Come parlamentare Lei affronta spesso il drammatico tema della cristianofobia. Che provocazione lancia a noi cristiani ‘tiepidi’ della decadente Europa, la persecuzione dei cristiani in Medio Oriente e in altre parti del mondo?
“La persecuzione contro i cristiani ci riguarda. Credo che molto presto sarà impossibile essere cristiani tiepidi, solo di facciata. Saremo chiamati a scelte gravi. Già oggi l’Europa si manifesta come luogo dell’emarginazione di Cristo e della fede dalla vita pubblica. Ci sono forze anticristiane potenti. Le vediamo all’opera nel tentativo di scardinare la famiglia, di impedire l’obiezione di coscienza in tema di aborto. E su questi temi siamo riusciti a porre un argine in Consiglio d’Europa. Ma la lotta è appena cominciata...”.

Quali differenze e quali analogie sussistono tra il martirio dei cristiani dell’Europa dell’Est durante il comunismo e quello dei cristiani afro-asiatici di oggi?

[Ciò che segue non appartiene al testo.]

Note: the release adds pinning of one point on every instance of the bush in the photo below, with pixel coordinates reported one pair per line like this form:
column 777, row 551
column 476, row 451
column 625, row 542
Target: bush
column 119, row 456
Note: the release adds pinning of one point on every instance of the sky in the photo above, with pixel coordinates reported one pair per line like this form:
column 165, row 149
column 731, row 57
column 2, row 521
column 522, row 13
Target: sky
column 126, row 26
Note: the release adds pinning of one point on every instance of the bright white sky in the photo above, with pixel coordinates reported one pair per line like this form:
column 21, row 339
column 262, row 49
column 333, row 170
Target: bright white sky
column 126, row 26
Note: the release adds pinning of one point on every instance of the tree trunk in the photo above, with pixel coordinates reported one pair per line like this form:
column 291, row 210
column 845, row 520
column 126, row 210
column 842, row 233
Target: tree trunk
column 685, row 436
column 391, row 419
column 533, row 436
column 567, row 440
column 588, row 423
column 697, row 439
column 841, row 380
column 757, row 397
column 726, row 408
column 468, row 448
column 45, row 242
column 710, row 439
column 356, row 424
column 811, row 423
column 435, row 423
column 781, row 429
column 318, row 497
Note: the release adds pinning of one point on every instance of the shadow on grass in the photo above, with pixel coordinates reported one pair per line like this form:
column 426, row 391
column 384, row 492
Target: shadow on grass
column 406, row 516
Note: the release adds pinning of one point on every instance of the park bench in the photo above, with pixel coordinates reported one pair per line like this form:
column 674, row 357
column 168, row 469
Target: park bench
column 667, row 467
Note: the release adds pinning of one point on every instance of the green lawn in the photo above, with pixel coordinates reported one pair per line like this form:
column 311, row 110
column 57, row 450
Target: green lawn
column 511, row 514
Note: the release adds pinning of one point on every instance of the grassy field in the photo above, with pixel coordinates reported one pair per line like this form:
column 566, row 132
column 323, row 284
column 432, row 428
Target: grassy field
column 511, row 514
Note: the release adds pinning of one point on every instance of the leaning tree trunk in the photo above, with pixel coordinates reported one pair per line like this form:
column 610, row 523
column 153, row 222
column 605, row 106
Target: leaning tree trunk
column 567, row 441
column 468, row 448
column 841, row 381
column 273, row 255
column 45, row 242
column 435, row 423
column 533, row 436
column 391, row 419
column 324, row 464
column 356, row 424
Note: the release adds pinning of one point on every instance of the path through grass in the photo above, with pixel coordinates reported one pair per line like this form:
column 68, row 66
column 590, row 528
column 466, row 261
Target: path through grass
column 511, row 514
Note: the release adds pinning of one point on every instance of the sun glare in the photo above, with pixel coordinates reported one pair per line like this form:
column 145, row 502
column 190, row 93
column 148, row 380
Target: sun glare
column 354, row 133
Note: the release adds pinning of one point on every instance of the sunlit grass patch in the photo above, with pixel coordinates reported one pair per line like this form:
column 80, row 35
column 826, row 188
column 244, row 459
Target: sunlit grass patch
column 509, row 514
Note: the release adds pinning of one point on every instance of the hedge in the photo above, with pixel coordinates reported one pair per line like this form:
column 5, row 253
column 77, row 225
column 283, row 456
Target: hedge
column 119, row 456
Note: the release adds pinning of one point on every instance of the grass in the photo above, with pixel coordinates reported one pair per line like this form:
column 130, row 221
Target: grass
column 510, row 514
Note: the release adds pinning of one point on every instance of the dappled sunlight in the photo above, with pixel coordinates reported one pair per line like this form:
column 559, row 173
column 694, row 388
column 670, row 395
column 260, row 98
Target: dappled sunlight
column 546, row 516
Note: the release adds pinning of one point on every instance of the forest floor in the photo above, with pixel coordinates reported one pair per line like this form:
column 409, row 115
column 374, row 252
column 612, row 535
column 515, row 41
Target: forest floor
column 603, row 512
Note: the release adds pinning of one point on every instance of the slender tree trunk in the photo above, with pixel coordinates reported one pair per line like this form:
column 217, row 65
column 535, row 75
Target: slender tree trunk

“All’Est la persecuzione era guidata dagli atei. Si voleva annientare la fede e qualsiasi riferimento a Dio. In Asia ed Africa la cosa è più pericolosa, perchè si uccide in nome (falsamente) di Dio. La risposta è quella che ci indicano i martiri. Rispondere con l’amore. Il nostro amore per loro deve esprimersi nel difenderli usando gli strumenti della politica e della democrazia, senza timidezze. Soprattutto seguendo il più possibile il Papa nella testimonianza e nella preghiera”.